Esperando a mister Bojangles

Olivier Bourdeaut

Fragmento

9788415631699-3

1

Mi padre me había contado que, antes de que yo naciera, se dedicaba a cazar moscas con un arpón. Me enseñó el arpón y una mosca aplastada.

—Lo dejé porque era muy difícil y estaba muy mal pagado —me explicó mientras volvía a guardar su antiguo material en una caja lacada—. Ahora monto talleres mecánicos. Trabajas mucho, pero te ganas muy bien la vida.

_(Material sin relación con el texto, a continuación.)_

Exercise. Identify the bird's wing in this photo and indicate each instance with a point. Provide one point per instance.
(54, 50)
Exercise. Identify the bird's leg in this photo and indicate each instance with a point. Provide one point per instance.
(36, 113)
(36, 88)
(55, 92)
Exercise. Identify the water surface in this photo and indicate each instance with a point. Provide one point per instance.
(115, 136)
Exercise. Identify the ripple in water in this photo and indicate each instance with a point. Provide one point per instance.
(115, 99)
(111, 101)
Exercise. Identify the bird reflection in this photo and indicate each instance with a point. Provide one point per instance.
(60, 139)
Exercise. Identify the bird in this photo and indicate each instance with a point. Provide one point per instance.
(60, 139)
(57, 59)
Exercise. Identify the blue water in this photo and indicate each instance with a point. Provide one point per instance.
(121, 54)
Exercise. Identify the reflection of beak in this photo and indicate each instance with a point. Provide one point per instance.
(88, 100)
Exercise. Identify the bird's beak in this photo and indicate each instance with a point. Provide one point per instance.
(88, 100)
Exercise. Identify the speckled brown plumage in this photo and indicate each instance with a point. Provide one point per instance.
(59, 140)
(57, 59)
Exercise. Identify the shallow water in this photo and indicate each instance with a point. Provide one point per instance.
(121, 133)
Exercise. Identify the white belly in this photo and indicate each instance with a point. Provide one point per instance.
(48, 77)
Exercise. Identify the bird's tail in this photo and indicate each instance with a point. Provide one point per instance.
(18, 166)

Al comienzo del curso escolar, durante las presentaciones que se hacen en las primeras clases, yo hablé, no sin orgullo, de los oficios de mi padre, pero sólo conseguí que me regañaran cariñosamente y se rieran un montón de mí.

«La verdad está mal considerada —pensé decepcionado—. Para una vez que era tan divertida como una mentira...»

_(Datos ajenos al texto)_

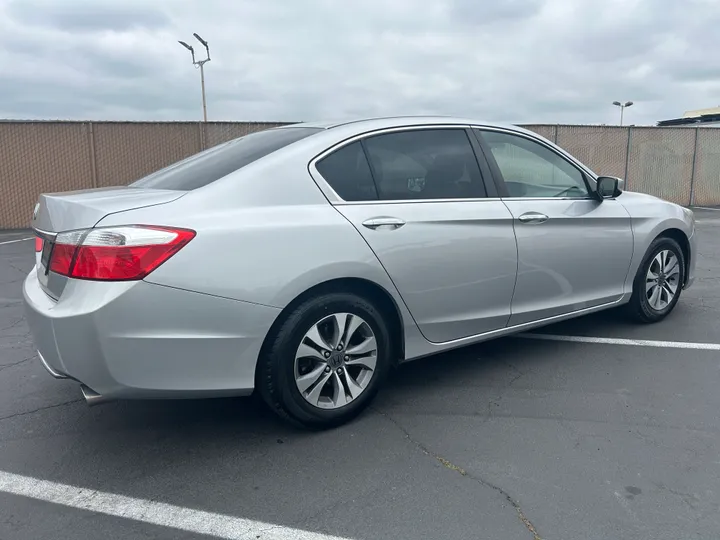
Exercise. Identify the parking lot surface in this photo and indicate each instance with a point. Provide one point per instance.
(515, 438)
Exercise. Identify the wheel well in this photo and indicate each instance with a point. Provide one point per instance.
(682, 239)
(362, 287)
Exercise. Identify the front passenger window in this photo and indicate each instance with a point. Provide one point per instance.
(532, 170)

En realidad, mi padre era un hombre de leyes.

—¡La ley nos da de comer! —decía, partiéndose de risa, mientras llenaba su pipa.

No era juez, ni diputado, ni notario, ni abogado ni nada por el estilo. Ejercía su actividad gracias a un amigo senador. Con información sobre las nuevas disposiciones legales obtenida en la propia fuente, se había lanzado a ejercer una nueva profesión creada de la nada por el senador. Nuevas normas, nuevo oficio. Así fue como se convirtió en «abridor de talleres». Para conseguir un parque automovilístico en condiciones y seguro, el senador había decidido imponer una inspección técnica a todo el mundo. En consecuencia, los propietarios de utilitarios, limusinas y toda clase de cacharros debían someter su vehículo a una revisión médica para evitar accidentes. Ricos o pobres, todos tenían que pasar por el aro. Y lógicamente, al ser obligatorio, mi padre facturaba mucho, muchísimo. Facturaba la ida y la vuelta, la visita y la contravisita, y, a juzgar por sus carcajadas, le iba la mar de bien.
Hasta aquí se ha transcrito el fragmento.